Self-consciously, she tossed her shoulder length weave to the side, and let out a small smile. “I’m sorry, what do you – ?”
“Pairing the stir fry with all these lovely combos and not including them in the menu.” He elaborated and picked up the fork.
“Well…” She watched him twirl veggies on his fork like pasta. “I’m promoting healthy eating not a sugar factory.”
“Then change the name.” The fork midway to his mouth, pieces of pancake and veggies dangling. “To the green shop. It fits with the building already.” The fork disappeared between his lips in the most economical of movements.
“Isn’t it too late for -?”
“Honey!” A sultry voice, smooth like melted butter, intruded from the doorway.
For a moment, Misan stared at the owner of the voice edging into the room.
Clomping heels beneath an overdressed, hourglass figure and layers of war paint stared back boldly. She was as stunning as her tone. Flowing, back length hair framed an oval face with deep, soulful eyes and soft full lips in brazen red colour. The confident slant in her strides spoke volumes.

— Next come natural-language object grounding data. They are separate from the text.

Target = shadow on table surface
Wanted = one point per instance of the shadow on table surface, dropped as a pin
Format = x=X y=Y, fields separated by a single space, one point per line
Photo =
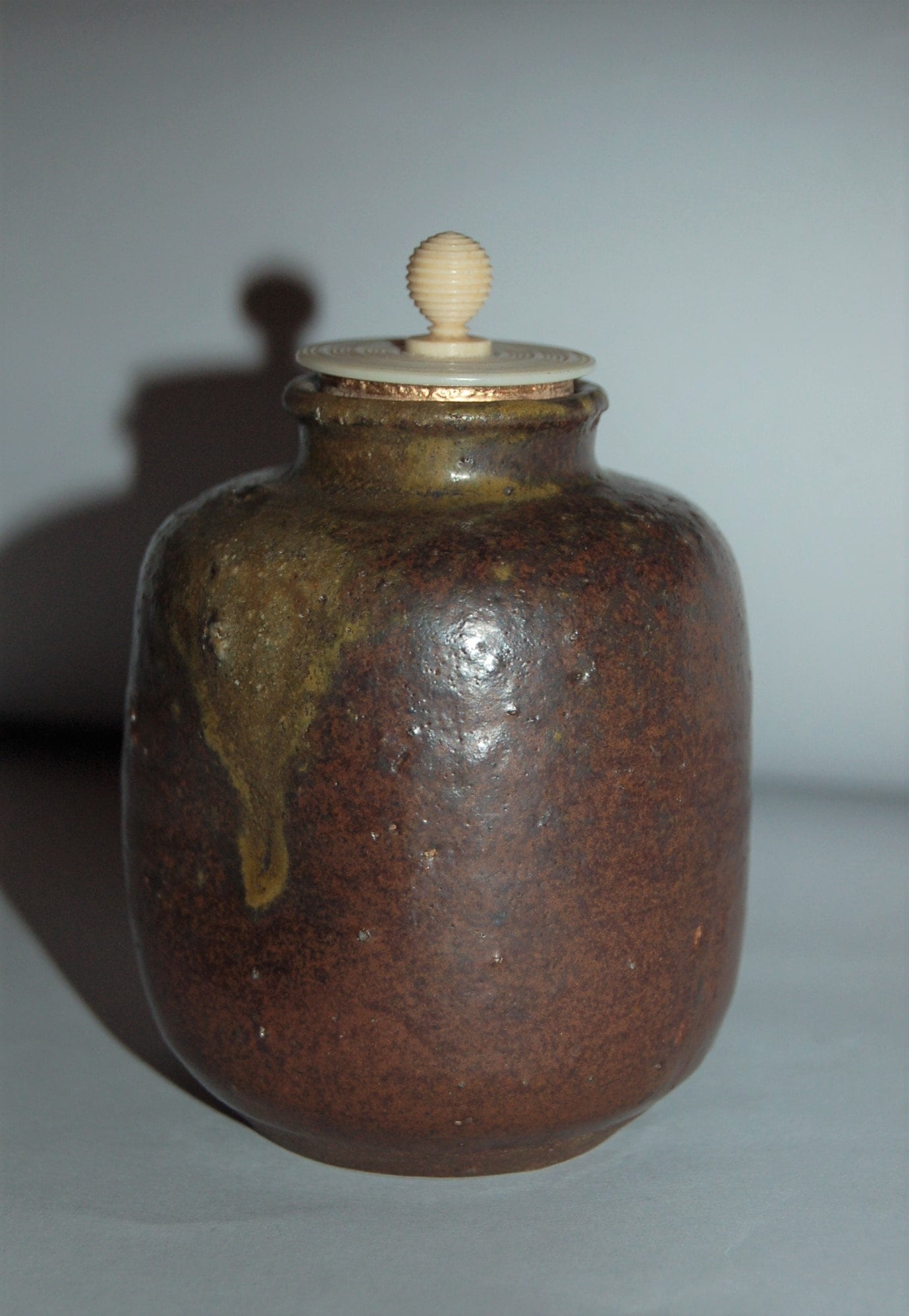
x=62 y=871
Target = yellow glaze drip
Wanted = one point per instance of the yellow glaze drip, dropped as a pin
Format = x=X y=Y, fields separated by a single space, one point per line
x=262 y=641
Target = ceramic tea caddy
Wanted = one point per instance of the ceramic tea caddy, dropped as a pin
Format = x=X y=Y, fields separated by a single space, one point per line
x=436 y=776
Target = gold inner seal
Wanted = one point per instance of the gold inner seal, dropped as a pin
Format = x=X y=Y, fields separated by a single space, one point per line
x=444 y=393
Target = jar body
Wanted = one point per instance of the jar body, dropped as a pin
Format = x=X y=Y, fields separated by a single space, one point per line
x=436 y=794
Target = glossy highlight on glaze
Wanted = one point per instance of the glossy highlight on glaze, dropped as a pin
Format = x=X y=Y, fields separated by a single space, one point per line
x=472 y=859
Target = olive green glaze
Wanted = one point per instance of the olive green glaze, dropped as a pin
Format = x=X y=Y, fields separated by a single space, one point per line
x=436 y=786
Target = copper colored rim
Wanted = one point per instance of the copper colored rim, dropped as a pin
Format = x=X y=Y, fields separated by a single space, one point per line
x=443 y=393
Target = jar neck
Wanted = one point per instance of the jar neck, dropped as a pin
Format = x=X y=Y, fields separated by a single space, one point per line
x=485 y=450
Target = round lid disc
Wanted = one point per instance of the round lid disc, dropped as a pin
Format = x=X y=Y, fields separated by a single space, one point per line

Her complexion a much lighter shade than the stranger’s but blended nicely when she linked her arm with his. A brush of her lips against his cheek told Misan all she needed to know. She was marking her territory.
“AJ told me you’d be here.” She continued after giving Misan the briefest of nods. “We’re going to be late.” Her flickered over his clothes. “I brought a blazer for you.”
Misan watched the stranger straighten as one side of his mouth lifted in the beginning of a smile; her own becoming fixed. “Thanks for coming.” She managed out, catching the stranger’s eye fleetingly. “Excuse me.”